Pseudonymization techniques are different from anonymization techniques. With anonymization, the data is scrubbed for any information that may serve as an identifier of a data subject. Pseudonymization does not remove all identifying information from the data but merely reduces the linkability of a dataset with the original identity of an individual (e.g., via an encryption scheme). The WP29 opinion provides the following selected examples of pseudonymization techniques:
- Hash functions. Hashes are a popular tool because they can be computed quickly. They are used to map data of any size to codes of a fixed size. For example, the names Cédric Burton, Sára Gabriella Hoffman, and John M. Smith can be hashed to “01,” “02,” and “03.” However long the name, the hash value will always be two digits.
- Tokenization. Tokenization is a process by which certain data components are substituted with a non-sensitive equivalent. That equivalent is called the token. The token has no exploitable value, but it serves as an identifier. It is a reference that traces back to the original data.
The WP29 opinion examines the above techniques and categorizes them as follows:5
||Is Singling out still a risk?
||Is Linkability still a risk?
||Is Inference still a risk?
On average, differential privacy scores the highest as an anonymization technique under EU data protection law. However, depending on the concrete risk to be mitigated, one technique may prevail over the other.
Ongoing Discussions and Likely Trends
In the context of the ongoing reform of EU data protection law, the concepts of personal data, anonymous data, and pseudonymized data have been strongly debated. While a formal agreement still needs to be reached, the following trends have emerged:
- The definitions of personal data and anonymous data will remain substantially similar. EU data protection principles will continue to apply to any information concerning an identified or identifiable person. As is the case today, to determine whether a person is identifiable, account should be taken of all the means likely reasonably to be used either by the company processing the data or by any other person to identify the individual. EU data protection law will not continue to apply to data rendered anonymous in such a way that the data subject is no longer identifiable.
- The concept of personal data will be more specific and broadened. For example, it seems likely that the legislator will create a presumption of qualification of personal data for unique identifiers and explicitly specify in the EU General Data Protection Regulation that online identifiers, location data, and IP addresses are personal data unless companies can demonstrate that the data does not allow identifying individuals (which in practice may be difficult to prove).6
- The concept of pseudonymized data or of pseudonymization will be formally introduced. Companies de-identifying personal data and using pseudonymized data or pseudonymization techniques will likely benefit from some level of flexibility under EU data protection law, even though the data will still be considered to be personal data and fall under the scope of application of EU data protection law. There are currently some divergences between the various EU institutions involved in the legislative process as to whether the new framework will simply obligate companies to pseudonymize data without clear business incentives, or whether the new framework will include substantial flexibility for companies using pseudonymization techniques. Hopefully, the latter approach will be followed, but this is uncertain.
Conclusions and Next Steps
The WP29 Opinion on Anonymization Techniques is a bridge that helps interpret a legal criterion with applicable technical solutions. It is a valuable piece of legal interpretation that is of practical relevance as this topic remains at the forefront of companies’ concern. With technological development and the state of the art methods in steady flux, the opinion also leaves room for interpretation.
The ongoing EU data protection reform will most likely be based on the same core principles and key concepts, including the definition of personal data and anonymous data.
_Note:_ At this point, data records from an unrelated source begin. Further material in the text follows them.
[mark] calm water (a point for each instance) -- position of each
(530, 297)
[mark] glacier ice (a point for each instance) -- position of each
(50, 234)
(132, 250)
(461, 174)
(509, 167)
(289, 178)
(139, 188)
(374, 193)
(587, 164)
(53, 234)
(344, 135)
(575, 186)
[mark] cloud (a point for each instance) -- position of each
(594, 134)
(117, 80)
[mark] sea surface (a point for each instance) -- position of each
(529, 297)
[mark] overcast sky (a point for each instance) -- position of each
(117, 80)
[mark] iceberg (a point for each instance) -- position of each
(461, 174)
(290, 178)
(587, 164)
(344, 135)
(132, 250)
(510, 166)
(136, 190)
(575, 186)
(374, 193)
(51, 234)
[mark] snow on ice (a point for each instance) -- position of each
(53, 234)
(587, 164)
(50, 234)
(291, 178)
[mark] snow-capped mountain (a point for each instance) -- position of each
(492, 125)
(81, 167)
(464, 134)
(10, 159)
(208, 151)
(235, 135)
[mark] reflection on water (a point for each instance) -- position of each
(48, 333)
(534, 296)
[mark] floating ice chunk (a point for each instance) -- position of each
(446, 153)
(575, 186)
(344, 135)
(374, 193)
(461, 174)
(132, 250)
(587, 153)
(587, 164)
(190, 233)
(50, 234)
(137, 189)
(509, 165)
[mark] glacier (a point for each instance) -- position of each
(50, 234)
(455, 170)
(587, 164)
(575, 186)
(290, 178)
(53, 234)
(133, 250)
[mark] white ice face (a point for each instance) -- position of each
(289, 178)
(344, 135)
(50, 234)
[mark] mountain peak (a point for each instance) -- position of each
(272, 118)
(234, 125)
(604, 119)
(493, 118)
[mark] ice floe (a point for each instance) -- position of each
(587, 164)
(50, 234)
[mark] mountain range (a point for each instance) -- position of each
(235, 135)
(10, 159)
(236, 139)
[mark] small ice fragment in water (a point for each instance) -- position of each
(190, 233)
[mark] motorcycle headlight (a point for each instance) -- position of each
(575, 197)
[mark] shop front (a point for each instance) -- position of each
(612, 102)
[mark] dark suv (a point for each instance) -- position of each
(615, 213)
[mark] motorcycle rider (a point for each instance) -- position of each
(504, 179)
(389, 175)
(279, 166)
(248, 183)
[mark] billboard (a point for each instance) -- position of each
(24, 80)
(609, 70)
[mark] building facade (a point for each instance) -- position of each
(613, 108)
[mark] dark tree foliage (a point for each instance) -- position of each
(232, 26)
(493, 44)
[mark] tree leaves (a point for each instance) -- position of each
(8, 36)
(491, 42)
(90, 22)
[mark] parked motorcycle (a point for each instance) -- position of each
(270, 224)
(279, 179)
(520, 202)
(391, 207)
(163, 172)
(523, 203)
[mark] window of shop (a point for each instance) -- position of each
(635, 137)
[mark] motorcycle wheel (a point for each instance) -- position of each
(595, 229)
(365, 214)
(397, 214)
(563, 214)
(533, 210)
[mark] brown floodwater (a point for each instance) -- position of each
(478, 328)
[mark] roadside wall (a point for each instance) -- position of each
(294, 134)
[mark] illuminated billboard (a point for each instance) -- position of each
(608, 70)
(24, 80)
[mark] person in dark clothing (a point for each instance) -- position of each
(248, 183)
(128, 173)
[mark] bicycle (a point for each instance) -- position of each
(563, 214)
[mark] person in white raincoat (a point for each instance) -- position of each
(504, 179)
The new framework should also formally define pseudonymized data or pseudonymization, and hopefully will provide for strong incentives for companies to de-identify personal data. To anticipate the upcoming change of law, companies should consider identifying the various types of information that they process, and in particular consider reviewing whether their existing de-identification techniques can be considered to be anonymization or pseudonymization techniques and whether new processes to pseudonymize or anonymize the data can be implemented to benefit for more flexibility in the future. Ongoing monitoring of the legal as well as the privacy-engineering environment is necessary to stay within the boundaries of current and upcoming EU data protection law.
1 Article 29 Working Party, Opinion No. 05/2014 on Anonymization Techniques, http://ec.europa.eu/justice/data-protection/article-29/documentation/opinion-recommendation/files/2014/wp216_en.pdf.
2 Certain personal data receives a higher level of protection under EU data protection because of its sensitivity. As of today, sensitive data includes personal data revealing racial or ethnic origin, political opinions, religious or philosophical beliefs, trade-union membership, and the processing of data concerning health or sex life.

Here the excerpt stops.